Гиллон лежал в постели и слушал. Каждое произнесенное ими слово проникало в залу, точно лестница была вытяжной трубой. Надо будет их предупредить. Он радовался за мальчиков и завидовал им – лежат в своих постелях и обмениваются впечатлениями о жизни. У него никогда такого не было. Нет этого и сейчас. Мальчики больше к нему не прислушиваются – все она да она. Сам виноват. Выпустил из рук вожжи, сдался без борьбы. Деньгами теперь распоряжается Эндрью. Да и как тут возразишь? Он умеет дешево купить. Это Эндрью ездил в Киркэлди за линолеумом и потом продавал его в поселке; он договаривался с нужными людьми у заводских ворот, спорил с ними, добиваясь выгодной сделки, а все потому, что Гиллон не умеет вести дела с такими людьми.

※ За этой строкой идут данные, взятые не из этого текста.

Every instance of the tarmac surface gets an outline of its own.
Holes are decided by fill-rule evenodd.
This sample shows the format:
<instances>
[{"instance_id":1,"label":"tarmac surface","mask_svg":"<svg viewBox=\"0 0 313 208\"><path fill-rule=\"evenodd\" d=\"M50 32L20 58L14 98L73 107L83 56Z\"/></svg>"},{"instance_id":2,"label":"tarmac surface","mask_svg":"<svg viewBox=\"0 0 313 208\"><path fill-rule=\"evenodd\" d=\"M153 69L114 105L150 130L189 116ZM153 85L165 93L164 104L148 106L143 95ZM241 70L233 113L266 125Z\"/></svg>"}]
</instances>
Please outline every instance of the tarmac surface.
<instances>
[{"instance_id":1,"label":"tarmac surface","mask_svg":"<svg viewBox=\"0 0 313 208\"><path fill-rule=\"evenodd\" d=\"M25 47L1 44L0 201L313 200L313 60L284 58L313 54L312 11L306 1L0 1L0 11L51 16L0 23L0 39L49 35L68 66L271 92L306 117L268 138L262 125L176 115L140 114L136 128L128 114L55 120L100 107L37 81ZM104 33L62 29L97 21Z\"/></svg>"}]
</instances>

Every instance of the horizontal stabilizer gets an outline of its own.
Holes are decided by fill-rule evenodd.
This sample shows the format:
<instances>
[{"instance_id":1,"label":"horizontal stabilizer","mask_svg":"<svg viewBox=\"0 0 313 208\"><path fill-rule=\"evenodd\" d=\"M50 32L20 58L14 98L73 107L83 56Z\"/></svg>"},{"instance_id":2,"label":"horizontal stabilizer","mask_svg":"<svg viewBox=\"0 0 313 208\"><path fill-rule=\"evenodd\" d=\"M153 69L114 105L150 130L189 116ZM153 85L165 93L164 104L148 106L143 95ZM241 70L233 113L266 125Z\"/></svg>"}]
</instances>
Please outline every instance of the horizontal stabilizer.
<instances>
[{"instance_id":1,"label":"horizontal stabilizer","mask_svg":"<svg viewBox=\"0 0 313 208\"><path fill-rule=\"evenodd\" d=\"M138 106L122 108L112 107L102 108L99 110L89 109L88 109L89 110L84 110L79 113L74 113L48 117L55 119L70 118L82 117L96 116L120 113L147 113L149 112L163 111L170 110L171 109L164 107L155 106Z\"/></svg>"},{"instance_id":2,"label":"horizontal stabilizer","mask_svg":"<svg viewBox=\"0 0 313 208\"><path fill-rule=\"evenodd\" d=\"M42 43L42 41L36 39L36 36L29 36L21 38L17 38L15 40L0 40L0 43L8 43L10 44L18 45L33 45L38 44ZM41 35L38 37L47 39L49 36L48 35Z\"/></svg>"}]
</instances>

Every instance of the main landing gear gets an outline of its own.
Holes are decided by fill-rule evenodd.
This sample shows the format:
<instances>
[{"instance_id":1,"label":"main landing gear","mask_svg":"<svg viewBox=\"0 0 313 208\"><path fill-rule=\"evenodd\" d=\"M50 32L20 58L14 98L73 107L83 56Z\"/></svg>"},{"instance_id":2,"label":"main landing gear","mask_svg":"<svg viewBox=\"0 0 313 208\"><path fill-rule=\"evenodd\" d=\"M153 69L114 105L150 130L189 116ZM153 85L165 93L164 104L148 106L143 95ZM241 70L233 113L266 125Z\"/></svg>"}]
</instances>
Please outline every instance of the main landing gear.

Он сам слышал – и на шахте и по дороге домой, – как люди у него за спиной говорили: «Да уж, теперь это Джон Томсон», – так называли в Питманго мужа, который под каблуком у своей жены.
«Вот жалость-то, а ведь это он уложил на лопатки Энди Бегга». – Они всегда вспоминали об этом «к вящему его унижению. – „Кто бы мог поверить, что так будет?!“
Гиллон свесил ноги с кровати и по привычке принялся натягивать свою шахтерскую робу, но почти тотчас сбросил ее и достал воскресную черную пару. Из черного костюм давно уже стал сивым, а спина пиджака – он сейчас отчетливо увидел это ори ярком свете – блестела: еще бы, сколько тысяч часов провел он в этом пиджаке, прижавшись спиной к деревянной скамье часовни. Костюм явно отслужил свой срок. На брюках материя поредела так, что просвечивала. насквозь.
Дело ведь не в том, думал Гиллон, что он слишком много уступил жене, а она забрала чересчур много власти, – тут совсем не то. Просто у нее настолько больше желаний и настолько они сильнее, что на весах она перетягивает. Ведь когда видишь, что человеку очень чего-то хочется, трудно ему этого не отдать. И это вовсе не значит, что ты сдался, – просто поступил разумно и облегчил себе жизнь.
Гиллон поднялся наверх, в комнату мальчиков. Он всего во второй раз заходил туда, что показывало, как мало между ними сохранилось общего. Они удивились, увидев отца.
– Пора бы и вставать, – сказал Гиллон. – Через полчаса начнется парад.
– Мы не идем на парад, папа, – сказал Сэм. – Будем отдыхать до игр.
– Но сегодня же День освобождения углекопов, – сказал Гиллон и, обведя взглядом комнату, посмотрел на остальных сыновей. – Вы не идете на парад?!
– Лучше отдохнуть, папа. Чего ходить на этот «пурад», – сказал Джем. – Да еще когда такой плохой оркестр.
– Так-то оно так, но вы, видно, не понимаете. Это же День освобождения углекопов.
Нет, они не понимали.
– Послушайте, – сказал им отец. – Я не из этих краев, но я знаю, что здесь было, и такого забыть нельзя – это же ясно.